Pet Vision: Animals see what humans can't

LAS VEGAS (KSNV News3LV) - There was a time when it was believed that dogs could only see in black and white. But not only do animals have a broader sense of vision, studies show that they may be able to see things we can't.

Dr. Ellis Loew - who studies veterinary visual ecology at Cornell University - is affiliated with a study conducted by England researchers that show dog, cats and other mammals can see in ultraviolet.

"These animals have the ability to detect lights in parts of the spectrum that to us, is basically invisible in most cases," he says. "It makes certain kinds of things look brighter than they would to us. So going outside, where there is a lot of ultraviolet, things would look different than they would inside."

Knowing this can help pet owners better understand their animal's behavior.

"Things may look different, and animals may behave differently under lighting that they are not used to. So you may find that you have switched the lights in your house and your dog is behaving a little differently."

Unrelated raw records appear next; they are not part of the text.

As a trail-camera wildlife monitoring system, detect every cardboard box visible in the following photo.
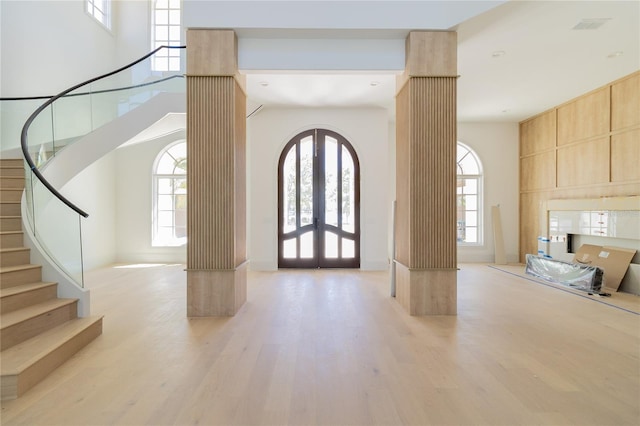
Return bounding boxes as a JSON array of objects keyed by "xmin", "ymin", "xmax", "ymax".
[{"xmin": 573, "ymin": 244, "xmax": 636, "ymax": 292}]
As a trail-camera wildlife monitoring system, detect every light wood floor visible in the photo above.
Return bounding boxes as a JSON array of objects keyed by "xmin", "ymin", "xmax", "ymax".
[{"xmin": 1, "ymin": 265, "xmax": 640, "ymax": 426}]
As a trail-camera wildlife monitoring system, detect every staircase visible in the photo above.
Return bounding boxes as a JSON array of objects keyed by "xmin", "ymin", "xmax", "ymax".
[{"xmin": 0, "ymin": 159, "xmax": 102, "ymax": 401}]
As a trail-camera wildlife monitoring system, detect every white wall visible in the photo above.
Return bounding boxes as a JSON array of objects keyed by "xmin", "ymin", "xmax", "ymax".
[
  {"xmin": 116, "ymin": 129, "xmax": 187, "ymax": 263},
  {"xmin": 0, "ymin": 0, "xmax": 116, "ymax": 96},
  {"xmin": 458, "ymin": 123, "xmax": 519, "ymax": 262},
  {"xmin": 60, "ymin": 153, "xmax": 117, "ymax": 270},
  {"xmin": 247, "ymin": 108, "xmax": 390, "ymax": 270}
]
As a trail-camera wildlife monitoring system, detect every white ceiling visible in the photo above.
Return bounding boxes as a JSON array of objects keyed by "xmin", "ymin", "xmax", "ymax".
[{"xmin": 241, "ymin": 1, "xmax": 640, "ymax": 122}]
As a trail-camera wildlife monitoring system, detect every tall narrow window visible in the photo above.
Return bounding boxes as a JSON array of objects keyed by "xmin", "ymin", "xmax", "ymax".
[
  {"xmin": 151, "ymin": 0, "xmax": 182, "ymax": 71},
  {"xmin": 153, "ymin": 141, "xmax": 187, "ymax": 246},
  {"xmin": 87, "ymin": 0, "xmax": 111, "ymax": 29},
  {"xmin": 457, "ymin": 142, "xmax": 482, "ymax": 245}
]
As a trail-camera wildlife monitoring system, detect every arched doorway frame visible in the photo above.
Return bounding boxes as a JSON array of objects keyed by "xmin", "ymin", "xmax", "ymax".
[{"xmin": 277, "ymin": 128, "xmax": 360, "ymax": 268}]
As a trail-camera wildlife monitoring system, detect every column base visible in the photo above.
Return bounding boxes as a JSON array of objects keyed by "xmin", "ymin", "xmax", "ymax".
[
  {"xmin": 187, "ymin": 262, "xmax": 247, "ymax": 318},
  {"xmin": 396, "ymin": 261, "xmax": 458, "ymax": 316}
]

Scientific research in turn helps veterinarians. Michael Brinkman, DVM, is with Veterinary Ophthalmology Service in Las Vegas.

"We deal with the diseases of the eye, the organic changes to the eye. What's going wrong with the eye and how can you fix it," says Brinkman. "[Researchers] are more interested in learning more about it, and how it works. We in turn take that information and try to incorporate it into curing disease."

However, Brinkman says animals are not nearly as dependent on vision as humans.

"Because their noses and their ears are superior to ours, they get that information from their nose and their ears that we gather from our eyes."

When pet owners are faced with the reality that their four-legged family member is losing their eyesight, Brinkman has an optimistic saying.

"They don't think their dog is going to have a good quality of life and we have a saying that one-eyed dogs don't do good, one-eyed dogs do great," says Brinkman. "They don't need to read, they don't need to drive, and they don't need that acute vision that we do."